Many programs can understand your speech during phone or video calls, and experts say they may pose a privacy threat. 

  • A growing number of programs can understand your speech.New technology generates custom audio noise in the background as you talk to confuse the software that could be listening. The new technique achieves real-time performance by forecasting an attack on the future of the signal or word.

A new technology developed by Columbia University researchers, called Neural Voice Camouflage, may offer a defense. It generates custom audio noise in the background as you talk, confusing the artificial intelligence (AI) that listens and transcribes voices. 

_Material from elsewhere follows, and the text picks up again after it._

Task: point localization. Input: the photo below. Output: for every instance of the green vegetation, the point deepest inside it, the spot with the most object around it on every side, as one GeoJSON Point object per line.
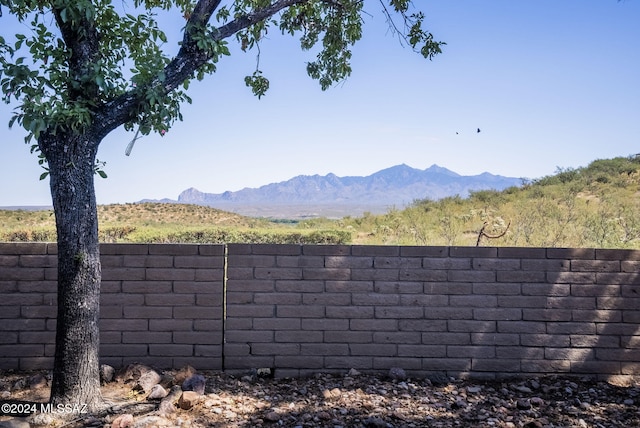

“The presence of AI transcription raises issues of trust,” Michael Huth, co-founder of Xayn, a privacy-protecting search engine, and head of the Department of Computing at Imperial College London, who was not involved in the research, told Lifewire in an email interview. “Meeting participants may be more careful about which points they raise and how their speech is being transcribed. This can be a good thing as it may improve respectful behavior, but it can also be a bad thing as the conversation may be less open because of reservations about the technology used.”

Listening and Learning

The Columbia researchers worked to design an algorithm that could break neural networks in real-time. The new approach uses “predictive attacks”—a signal that can disrupt any word that automatic speech recognition models are trained to transcribe. In addition, when attack sounds are played over the air, they need to be loud enough to disrupt any rogue “listening-in” microphone that could be far away. 

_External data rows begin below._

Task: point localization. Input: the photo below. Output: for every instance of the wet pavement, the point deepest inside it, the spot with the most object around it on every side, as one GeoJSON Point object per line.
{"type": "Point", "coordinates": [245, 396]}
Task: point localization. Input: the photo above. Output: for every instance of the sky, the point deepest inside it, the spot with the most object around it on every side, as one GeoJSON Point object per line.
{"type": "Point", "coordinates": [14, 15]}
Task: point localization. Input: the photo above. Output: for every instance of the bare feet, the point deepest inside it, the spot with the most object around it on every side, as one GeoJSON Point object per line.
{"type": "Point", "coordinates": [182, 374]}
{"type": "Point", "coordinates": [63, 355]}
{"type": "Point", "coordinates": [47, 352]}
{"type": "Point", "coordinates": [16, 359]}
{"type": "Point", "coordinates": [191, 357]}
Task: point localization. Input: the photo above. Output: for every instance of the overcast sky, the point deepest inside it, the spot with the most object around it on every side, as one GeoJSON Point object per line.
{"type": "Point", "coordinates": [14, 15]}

“A key technical challenge to achieving this was to make it all work fast enough,” Carl Vondrick, a professor of computer science at Columbia and one of the authors of a study describing the new approach, said in a news release. “Our algorithm, which manages to block a rogue microphone from correctly hearing your words 80% of the time, is the fastest and the most accurate on our testbed.” 

The new technique achieves real-time performance by forecasting an attack on the future of the signal or word. The team optimized the attack, so it has a volume similar to normal background noise, allowing people in a room to converse naturally and without being successfully monitored by an automatic speech recognition system. 

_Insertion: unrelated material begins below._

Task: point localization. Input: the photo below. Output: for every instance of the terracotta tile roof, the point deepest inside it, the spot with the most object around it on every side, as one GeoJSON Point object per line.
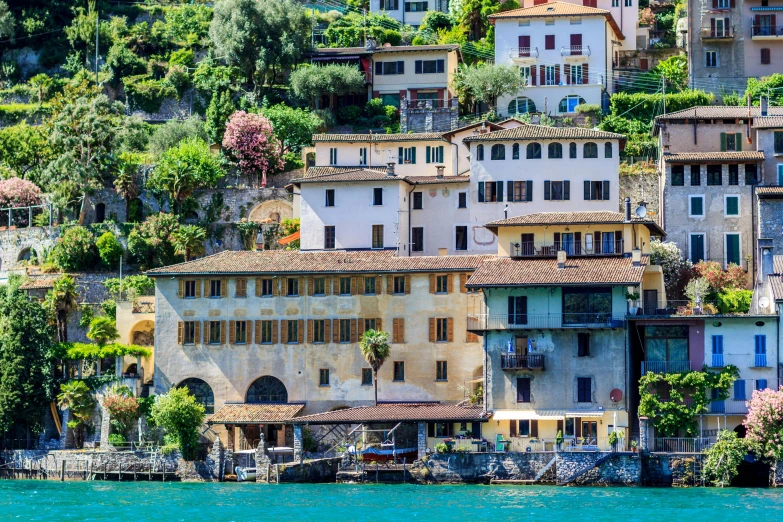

The scientists said their technique works even when you don’t know anything about the rogue microphone, such as its location, or even the computer software running on it. It camouflages a person’s voice over-the-air, hiding it from these listening systems, and without inconveniencing the conversation between people in the room. 

Meeting participants may be more careful about which points they raise and how their speech is being transcribed.

“So far, our method works for the majority of the English language vocabulary, and we plan to apply the algorithm on more languages, as well as eventually make the whisper sound completely imperceptible,” Mia Chiquier, the lead author of the study and a PhD student in Vondrick’s lab, said in the news release.

Keeping Your Conversations Private

As if all of that wasn’t enough, advertisements could be targeting you based on audio collected from your smartphone or smart home devices, too.

AI transcriptions of conversational speech are now a standard part of standard commercial software, Huth said. For example, Microsoft Teams has a record meeting option with built-in AI transcriptions that can be seen by all participants in real-time. The complete transcript can serve as a record of the meeting. Usually, such transcripts allow minute-taking (aka note-taking), where minutes would be approved at the next meeting.

“People may be concerned about being spied on when AI transcription is on,” Huth added.“This seems very similar to the concern of having a conversation recorded without consent or clandestinely.”

But not everyone agrees that smart devices are a threat. Most people don’t need to worry about programs listening to your conversations, Brad Hong, a customer success lead at the cybersecurity firm Horizon3, told Lifewire via email. He said the most significant concern now is not who is recording you, but rather how they store the data. 

“All the stories one hears about a microphone on their computer or mobile devices being activated, Alexa or Google Home listening in, or even government surveillance, it’s true that all of these make the layman’s stomach churn,” Hong added. “But all in all, people are rarely in a situation that actually requires camouflaging of their voices.”